Azerbaijan slams French leader’s ‘groundless, unacceptable’ Karabakh comments
BAKU, Azerbaijan (AA) – Azerbaijan has hit back at French leader Emmanuel Macron for his “false” and “unacceptable” comments on Baku’s conflict with Armenia.
“We strongly condemn and reject such statements. We do not see a possibility of France playing any role in normalization efforts between Azerbaijan and Armenia from now on,” Azerbaijani President Ilham Aliyev said in a speech at a regional summit in Kazakhstan’s capital Astana on Friday.
In a television interview earlier this week, Macron accused Baku and Russia of instigating deadly clashes on the Azerbaijan-Armenia border last month that claimed nearly 300 lives.

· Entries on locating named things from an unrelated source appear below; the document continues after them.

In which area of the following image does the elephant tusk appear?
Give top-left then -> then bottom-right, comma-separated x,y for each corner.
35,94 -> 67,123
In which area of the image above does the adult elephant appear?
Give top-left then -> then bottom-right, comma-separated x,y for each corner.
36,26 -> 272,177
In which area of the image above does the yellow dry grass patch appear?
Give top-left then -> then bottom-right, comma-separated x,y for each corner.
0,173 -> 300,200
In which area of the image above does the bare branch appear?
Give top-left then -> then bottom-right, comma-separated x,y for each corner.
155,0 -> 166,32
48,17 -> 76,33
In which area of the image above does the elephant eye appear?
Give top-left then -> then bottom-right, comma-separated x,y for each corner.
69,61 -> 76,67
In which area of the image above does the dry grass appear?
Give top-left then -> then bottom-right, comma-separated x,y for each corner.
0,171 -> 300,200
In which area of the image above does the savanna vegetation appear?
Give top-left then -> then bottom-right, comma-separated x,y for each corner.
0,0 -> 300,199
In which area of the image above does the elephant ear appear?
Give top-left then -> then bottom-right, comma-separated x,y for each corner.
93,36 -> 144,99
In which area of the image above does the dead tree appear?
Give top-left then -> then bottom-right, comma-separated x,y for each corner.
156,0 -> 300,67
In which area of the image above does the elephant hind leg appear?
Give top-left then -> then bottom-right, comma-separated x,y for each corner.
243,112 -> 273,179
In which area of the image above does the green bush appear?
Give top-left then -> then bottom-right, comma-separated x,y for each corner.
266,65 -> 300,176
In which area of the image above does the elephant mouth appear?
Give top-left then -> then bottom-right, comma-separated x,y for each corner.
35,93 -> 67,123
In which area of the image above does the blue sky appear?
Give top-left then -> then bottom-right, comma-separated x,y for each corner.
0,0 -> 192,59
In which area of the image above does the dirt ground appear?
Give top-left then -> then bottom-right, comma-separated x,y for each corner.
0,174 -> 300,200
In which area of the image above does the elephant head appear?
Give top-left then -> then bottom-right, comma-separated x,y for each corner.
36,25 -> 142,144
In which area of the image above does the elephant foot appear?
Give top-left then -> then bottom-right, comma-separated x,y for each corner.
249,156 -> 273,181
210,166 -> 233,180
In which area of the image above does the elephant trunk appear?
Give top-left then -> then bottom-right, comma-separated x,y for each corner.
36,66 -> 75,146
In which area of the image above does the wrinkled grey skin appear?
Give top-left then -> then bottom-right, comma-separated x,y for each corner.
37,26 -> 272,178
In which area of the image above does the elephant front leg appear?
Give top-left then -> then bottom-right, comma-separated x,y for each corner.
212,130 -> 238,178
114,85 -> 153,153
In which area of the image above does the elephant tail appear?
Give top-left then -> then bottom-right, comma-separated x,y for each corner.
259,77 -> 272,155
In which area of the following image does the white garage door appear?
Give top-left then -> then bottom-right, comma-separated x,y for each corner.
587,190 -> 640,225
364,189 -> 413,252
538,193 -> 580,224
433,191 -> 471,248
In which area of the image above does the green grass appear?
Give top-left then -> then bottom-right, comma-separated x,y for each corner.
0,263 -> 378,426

The flare-up was the worst since the 2020 conflict in which Azerbaijan liberated several cities and over 300 settlements and villages that were under Armenian occupation for decades.
The two former Soviet republics have had tense relations since 1991, when Armenia occupied Nagorno-Karabakh, also known as Upper Karabakh, a territory internationally recognized as part of Azerbaijan.
Aliyev said the Organization for Security and Co-operation in Europe’s Minsk Group failed to achieve any positive outcome in 28 years of mediation between Azerbaijan and Armenia.
“The main purpose of this institution was not to resolve the conflict, but to freeze it. The negotiations were a disguise for the conflict to remain unresolved for years,”
“Azerbaijan resolved the conflict on its own, in accordance with international law, including Article 51 of the UN Charter, which states that every country has the right to self-defense,” he said.